Sadly though I don't think they would ever move there because of the noise and the fact that we don't have enough money to live there. A studio there is even too expensive for us. The town we live in right now is dirt cheap. The house we are in right now is the biggest one we have ever had. We live on an acre of land with a small pond in a one story 3 bedroom house which means I have an actual bed room to myself. Other than having it being an office too, for my parents. So this place isn't (too) bad.

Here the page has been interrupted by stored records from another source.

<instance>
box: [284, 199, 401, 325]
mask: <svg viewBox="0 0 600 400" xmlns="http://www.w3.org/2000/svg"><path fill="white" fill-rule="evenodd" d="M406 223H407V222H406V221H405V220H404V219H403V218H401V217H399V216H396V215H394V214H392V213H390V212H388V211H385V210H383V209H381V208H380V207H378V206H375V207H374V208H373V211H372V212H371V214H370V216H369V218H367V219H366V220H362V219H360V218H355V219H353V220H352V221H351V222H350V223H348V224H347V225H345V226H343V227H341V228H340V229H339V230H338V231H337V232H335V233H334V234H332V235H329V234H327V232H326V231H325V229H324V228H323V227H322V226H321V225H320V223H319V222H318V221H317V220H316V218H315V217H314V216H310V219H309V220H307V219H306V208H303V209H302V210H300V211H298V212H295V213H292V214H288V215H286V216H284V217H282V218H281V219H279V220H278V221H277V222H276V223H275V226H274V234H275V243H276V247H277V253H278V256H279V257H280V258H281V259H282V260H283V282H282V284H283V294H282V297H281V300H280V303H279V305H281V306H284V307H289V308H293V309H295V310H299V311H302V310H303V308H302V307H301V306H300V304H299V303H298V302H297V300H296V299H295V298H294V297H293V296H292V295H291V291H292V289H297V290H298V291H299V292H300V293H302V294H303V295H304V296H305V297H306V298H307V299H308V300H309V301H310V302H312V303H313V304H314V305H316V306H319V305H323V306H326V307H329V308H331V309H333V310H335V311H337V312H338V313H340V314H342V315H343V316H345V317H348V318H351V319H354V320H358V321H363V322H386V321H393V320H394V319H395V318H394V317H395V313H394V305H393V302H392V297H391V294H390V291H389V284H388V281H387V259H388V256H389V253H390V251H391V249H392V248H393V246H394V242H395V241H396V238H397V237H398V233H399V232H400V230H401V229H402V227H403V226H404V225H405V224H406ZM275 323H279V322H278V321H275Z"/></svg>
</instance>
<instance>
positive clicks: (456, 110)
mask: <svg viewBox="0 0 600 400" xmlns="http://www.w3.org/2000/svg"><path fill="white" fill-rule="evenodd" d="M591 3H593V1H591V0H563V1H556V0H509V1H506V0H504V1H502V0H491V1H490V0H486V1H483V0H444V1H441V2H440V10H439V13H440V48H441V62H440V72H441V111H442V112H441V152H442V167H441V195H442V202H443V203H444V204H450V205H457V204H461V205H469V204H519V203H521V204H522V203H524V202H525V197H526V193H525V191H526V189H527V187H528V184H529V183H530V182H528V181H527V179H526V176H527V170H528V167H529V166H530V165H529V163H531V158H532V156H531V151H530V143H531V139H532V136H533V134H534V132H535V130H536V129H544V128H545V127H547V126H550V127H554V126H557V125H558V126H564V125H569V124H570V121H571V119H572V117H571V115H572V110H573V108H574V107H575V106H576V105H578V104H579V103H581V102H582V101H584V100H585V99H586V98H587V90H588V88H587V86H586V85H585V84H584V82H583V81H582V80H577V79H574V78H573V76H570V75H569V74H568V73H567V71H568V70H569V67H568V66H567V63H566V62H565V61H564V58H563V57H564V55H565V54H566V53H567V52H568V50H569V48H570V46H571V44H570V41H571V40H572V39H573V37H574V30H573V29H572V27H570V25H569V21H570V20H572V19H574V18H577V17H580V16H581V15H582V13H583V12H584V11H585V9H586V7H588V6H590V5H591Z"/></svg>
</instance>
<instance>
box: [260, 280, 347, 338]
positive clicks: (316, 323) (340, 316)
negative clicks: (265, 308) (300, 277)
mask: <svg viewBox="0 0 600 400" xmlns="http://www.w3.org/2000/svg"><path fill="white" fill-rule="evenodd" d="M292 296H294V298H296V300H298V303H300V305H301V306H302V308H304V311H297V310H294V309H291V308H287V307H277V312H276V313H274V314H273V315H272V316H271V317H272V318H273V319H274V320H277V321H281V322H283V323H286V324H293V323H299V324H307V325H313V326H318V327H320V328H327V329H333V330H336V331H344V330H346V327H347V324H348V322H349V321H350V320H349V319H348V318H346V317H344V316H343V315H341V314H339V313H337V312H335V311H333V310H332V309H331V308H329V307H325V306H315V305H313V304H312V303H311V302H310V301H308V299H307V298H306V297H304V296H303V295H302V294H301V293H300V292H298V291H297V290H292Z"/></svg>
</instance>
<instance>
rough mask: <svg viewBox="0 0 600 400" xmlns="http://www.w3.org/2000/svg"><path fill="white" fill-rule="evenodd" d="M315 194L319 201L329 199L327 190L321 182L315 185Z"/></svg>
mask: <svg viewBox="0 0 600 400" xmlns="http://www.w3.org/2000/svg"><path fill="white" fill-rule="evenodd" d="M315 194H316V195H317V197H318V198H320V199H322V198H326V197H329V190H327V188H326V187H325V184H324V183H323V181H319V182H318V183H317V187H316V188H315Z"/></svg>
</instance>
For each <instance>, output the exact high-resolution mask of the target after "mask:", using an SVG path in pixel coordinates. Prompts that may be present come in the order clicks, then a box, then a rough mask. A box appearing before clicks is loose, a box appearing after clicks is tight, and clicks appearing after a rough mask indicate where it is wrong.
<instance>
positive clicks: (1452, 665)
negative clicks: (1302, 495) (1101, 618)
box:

One good thing about this house is it’s only a mile away from school that I attended called “ The Bell of Montana” High School. Every morning I wake up at six to take a shower, get dressed, then grab my things and breakfast walking out the door to school which isn’t bad at all. I actually like walking to school because it gave me a little exercise in the morning, but the only thing that suck the most is walking there alone and back. Sense I have no friends, I am always alone. I walk into school early, go to my locker and then hide out in the bathroom till the bell rings for class to avoid everyone. It’s not like I am ugly or anything, I think? It’s just nobody likes new people in this town, in less your rich. Which makes everything different... and by the end of the day, (still trying to avoided everyone) I would be pushed into the dirt, have spit balls shot at my face, and notes taped to my back to laugh at me. (Middle school you think?) The things they said about me really hurt when most of them aren’t even true. They would just make up anything to laugh at. Making up storys about why I moved here saying I kill someone just by looking at me or my parents are ashamed to have a retarted daughter and stuff. Its like grade school all over again. On the walk home isn’t any different because everyone drive pass me swearing as they drive away in there fancy cars yelling names at me on their way home. The moment I would walk into the house, I blew out an aggravating breath like everyday here, then walk to my room and start my homework, to get ready for a whole another day of torcher.